Elle a aussi tout simplement des justifications économiques. Le Conservatoire du littoral a toujours eu le souci de tenir compte des nécessités de l’activité et de l’emploi locaux (il y a aujourd’hui plus d’agriculteurs sur ses terrains qu’il n’y en avait lorsqu’il les a acquis, ne serait-ce qu’en raison de leur contribution essentielle à la qualité des paysages naturels). Mais chacun a conscience que son rôle économique ne se limite pas à cela.

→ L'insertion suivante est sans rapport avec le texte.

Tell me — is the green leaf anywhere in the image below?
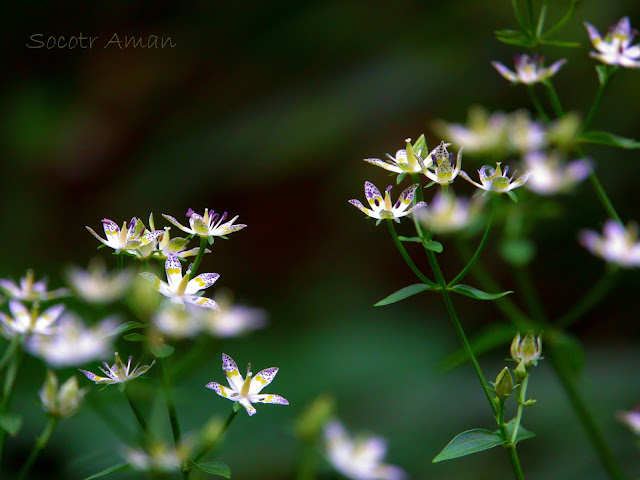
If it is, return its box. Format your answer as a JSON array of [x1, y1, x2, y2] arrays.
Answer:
[[0, 413, 22, 437], [374, 283, 433, 307], [107, 322, 146, 337], [494, 418, 536, 443], [192, 462, 231, 478], [84, 463, 131, 480], [433, 428, 505, 463], [149, 343, 175, 358], [451, 283, 513, 300], [580, 130, 640, 149], [424, 240, 443, 253], [122, 333, 147, 342], [440, 324, 517, 370], [398, 235, 422, 243]]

Les élus locaux, et avec eux tous ceux qui sont préoccupés de développement économique le savent : l’activité touristique, prééminente sur le littoral (le tourisme pèse économiquement, en France, plus que l’agriculture, la forêt et la pêche réunis), a désormais besoin d’espaces naturels de qualité, protégés et accessibles. Ces espaces constituent de plus en plus une infrastructure touristique, aussi nécessaire au développement des stations que des équipements de loisirs adaptés ou un centre-ville attractif et fleuri.
Rien dans les textes constitutifs du Conservatoire ne concernait le cadre et les conditions de ce partenariat : mise en commun des moyens humains et matériels, répartition des maîtrises d’ouvrage, statut des conventions passées entre les parties constituent donc une part importante des nouvelles dispositions législatives.
Au-delà de la question de l’adaptation des structures du Conservatoire à ses nouvelles responsabilités de propriétaire, et de celle de la modernisation des relations juridiques et économiques entre ce propriétaire et les collectivités locales et associations gestionnaires des terrains, le Premier ministre avait engagé également Louis Le Pensec à réfléchir à une vision plus globale de la protection des rivages, de la terre à la mer, en appliquant le nouveau concept international de protection intégrée des zones côtières.
Le Conservatoire était en effet très limité dans ses possibilités d’intervention sur le domaine public, maritime ou lacustre. Or, de plus en plus, la plage et la dune, la mangrove et la forêt littorale, les vasières et les rives des estuaires justifient d’une protection et d’une gestion coordonnées. C’est, depuis la loi du 27 février, une des missions du Conservatoire du littoral.
Si l’objectif principal de l’acquisition et de l’aménagement par le Conservatoire demeure la protection, voire l’enrichissement, de la diversité biologique et de la beauté des paysages, les sites acquis sont, sauf lorsqu’ils sont trop fragiles, ouverts au public. Les conflits qui peuvent naître entre l’objectif de préservation et l’objectif d’ouverture peuvent en général se résoudre par des aménagements adaptés des sites. Les cas où la surfréquentation fait courir des risques de dégradations irréversibles sont encore rares, mais le Conservatoire est sur ce point très vigilant.
Le Conservatoire a aussi d’autres activités. Il participe à la diffusion des connaissances sur les techniques de » génie écologique » et de gestion de la nature, en France, mais aussi dans le cadre de programmes internationaux, par exemple dans les 24 pays de la Méditerranée. Aidé par des entreprises mécènes, il publie des études scientifiques et des ouvrages de présentation, par des photographes, des illustrateurs ou des écrivains, des beautés naturelles du littoral.
Mais, et cela demeure sa mission essentielle, le nouveau cadre législatif et réglementaire qui sera demain le sien lui permettra, soutenu par le courant général de sympathie qu’il suscite dans l’opinion publique, d’ouvrir à chacun de nous et aux visiteurs de nos rivages, et de préserver pour nos enfants, la richesse et la beauté des côtes sauvages de notre pays.